Talvez “mentalidade assassina” não tenha a classe e até a subtileza de um “killer instinct” em inglês, mas a mensagem de Bruno Lage nas horas que antecederam o playoff com o Monaco ficou clara: o Benfica deveria ter a capacidade para, metaforicamente, matar no principado. Matar a eliminatória, leia-se. E houve mais do que condições para tal acontecer.
A incapacidade dos monegascos seguirem o ritmo da equipa portuguesa foi notória a partir do momento em que se viram a jogar com menos um, depois de Al Musrati ter sido bizarramente expulso por pedir um amarelo a um adversário. Mas faltou ao Benfica qualidade técnica e cabeça fria para tomar boas decisões. Se a vitória foi magra, os encarnados bem que se podem queixar de si próprios.
E as queixas de si próprios podem ter várias camadas. A 1.ª parte do Benfica é francamente pobre, com uma incapacidade gritante de não ter bola e muito desconfortável nos poucos momentos em que a teve. Multiplicaram-se os passes errados, a inabilidade de dar um fio à meada que é o jogo. Florentino resgatava a equipa com as (muitas) interceções que evitaram que o Monaco criasse verdadeiro perigo. Ainda dentro dos primeiros 10 minutos, uma bela jogada coletiva da equipa do principado fez Trubin voar para uma defesa tão vistosa quanto eficaz. O final da 1.ª parte trouxe alguns fogachos de Benfica, sempre na ótica do talento individual: aos 44’, Carreras respondeu com um remate frouxo a um slalom brilhante de Pavlidis e posterior presença de mente do grego em fazer o passe menos óbvio para o sítio onde apareceu o lateral espanhol, que não correspondeu. Minutos depois, António Silva, de calcanhar, quase enviava, algo fortuitamente, a bola para a baliza de Majecki.

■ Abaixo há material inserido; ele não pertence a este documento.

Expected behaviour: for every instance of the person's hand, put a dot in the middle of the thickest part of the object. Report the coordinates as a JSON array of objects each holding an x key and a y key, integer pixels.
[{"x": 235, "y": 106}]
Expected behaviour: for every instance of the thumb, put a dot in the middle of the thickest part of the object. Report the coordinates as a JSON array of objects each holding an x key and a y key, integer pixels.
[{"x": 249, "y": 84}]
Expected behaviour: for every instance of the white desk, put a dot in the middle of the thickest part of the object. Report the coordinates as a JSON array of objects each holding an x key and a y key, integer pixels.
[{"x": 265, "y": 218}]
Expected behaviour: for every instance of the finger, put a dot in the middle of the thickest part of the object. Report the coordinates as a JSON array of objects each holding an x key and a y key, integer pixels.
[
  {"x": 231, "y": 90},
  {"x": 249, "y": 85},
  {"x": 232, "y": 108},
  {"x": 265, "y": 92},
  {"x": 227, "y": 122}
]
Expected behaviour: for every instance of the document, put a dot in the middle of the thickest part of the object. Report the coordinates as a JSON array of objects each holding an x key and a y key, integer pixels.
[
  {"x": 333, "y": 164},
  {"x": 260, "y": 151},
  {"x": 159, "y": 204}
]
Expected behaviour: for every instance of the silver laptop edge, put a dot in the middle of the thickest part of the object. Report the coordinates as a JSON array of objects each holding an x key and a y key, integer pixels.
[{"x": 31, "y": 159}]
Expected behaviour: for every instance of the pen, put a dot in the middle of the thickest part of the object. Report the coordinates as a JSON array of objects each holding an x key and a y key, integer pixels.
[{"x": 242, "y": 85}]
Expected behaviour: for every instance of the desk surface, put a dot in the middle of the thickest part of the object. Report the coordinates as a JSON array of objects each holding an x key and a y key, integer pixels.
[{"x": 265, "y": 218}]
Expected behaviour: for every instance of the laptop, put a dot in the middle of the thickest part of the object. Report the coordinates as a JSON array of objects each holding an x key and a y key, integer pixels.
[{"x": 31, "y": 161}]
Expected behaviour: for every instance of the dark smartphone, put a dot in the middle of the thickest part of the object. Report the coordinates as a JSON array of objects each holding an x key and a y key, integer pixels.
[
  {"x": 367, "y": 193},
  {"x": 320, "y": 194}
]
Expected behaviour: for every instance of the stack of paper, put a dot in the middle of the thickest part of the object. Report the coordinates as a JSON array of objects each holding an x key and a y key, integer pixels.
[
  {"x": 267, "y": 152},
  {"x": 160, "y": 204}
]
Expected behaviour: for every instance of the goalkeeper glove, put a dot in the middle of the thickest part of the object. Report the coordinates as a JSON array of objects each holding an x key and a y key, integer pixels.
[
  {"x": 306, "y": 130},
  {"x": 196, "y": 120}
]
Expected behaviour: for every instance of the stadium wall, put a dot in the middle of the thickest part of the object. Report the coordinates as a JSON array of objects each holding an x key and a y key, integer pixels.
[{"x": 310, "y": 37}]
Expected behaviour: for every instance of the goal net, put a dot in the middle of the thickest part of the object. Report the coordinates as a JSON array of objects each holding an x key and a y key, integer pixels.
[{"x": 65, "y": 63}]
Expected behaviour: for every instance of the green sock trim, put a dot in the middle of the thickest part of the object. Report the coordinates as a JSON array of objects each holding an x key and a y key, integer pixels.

Para primeira amostra, era pouco, o jogo em era pouco, quase até pouco digno de Champions.
No local da terra com talvez mais carros de luxo por metro quadrado, Pavlidis parecia ser o único a querer jogar a condizer. O golo marcado logo a abrir a 2.ª parte foi um momento de requinte. A começar pelo passe de Tomás Araújo na profundidade, na correria do grego e no subtil pique cheio de efeito já quase sem ângulo, que levou languidamente a bola para dentro da baliza do Monaco. Minutos depois, a expulsão de Al Musrati criava condições para o Benfica crescer.
E o Benfica cresceu. Em volume. Em posse de bola, em remates. Mas falta qualidade à corrente de jogo da equipa de Bruno Lage. Com o Monaco a conceder espaço até mais não, para mais numa terra em que o metro quadrado é caríssimo, o Benfica voltou a ser uma equipa desastrada, pouco ligada, desastrada na hora da última decisão que foi, quase sempre, má. As dificuldades técnicas de Aktürkoglu prejudicam a voltagem da equipa - foram inúmeras as bolas perdidas por más receções -, Schjelderup esteve apagado e Pavlidis, sozinho aos 61’ rematou à figura de Majecki, desaproveitando o impossível. Com imenso espaço para pulular nas laterais, houve muito jogo por ali. Mas quase sempre mal pensado e concretizado.
As entradas de Amdouni, Belotti e Di María trouxeram mais pressão ao Monaco, mas se o argentino saiu logo de seguida, ressentindo-se da lesão, o italiano pouco foi servido e Amdouni acumulou erros de julgamento. Aos 84’ rematou fraco depois de uma das poucas jogadas de ligação do Benfica e dois minutos depois geriu mal a força de um passe atrasado, que saiu destravado para a lateral.
Fica a impressão que faltou fineza ao Benfica. Aquela fineza das equipas que já jogam de olhos fechados, que têm todos os automatismos oleados, que conhecem perfeitamente as dinâmicas e as movimentações dos companheiros. Se o Benfica de Bruno Lage fosse essa equipa, o Monaco podia ter saído desta 1.ª mão com uma goleada às costas.
Mas, como muito nesta equipa parece ser feito à base do esforço e de momentos de inspiração individual, fica tudo em aberto até à próxima semana. Ter o tal “killer instinct” também passa por essa subtileza dos metódicos assassinos a soldo, que não deixam provas ou rasto. E o Benfica farta-se de dar oportunidades para a presa ripostar.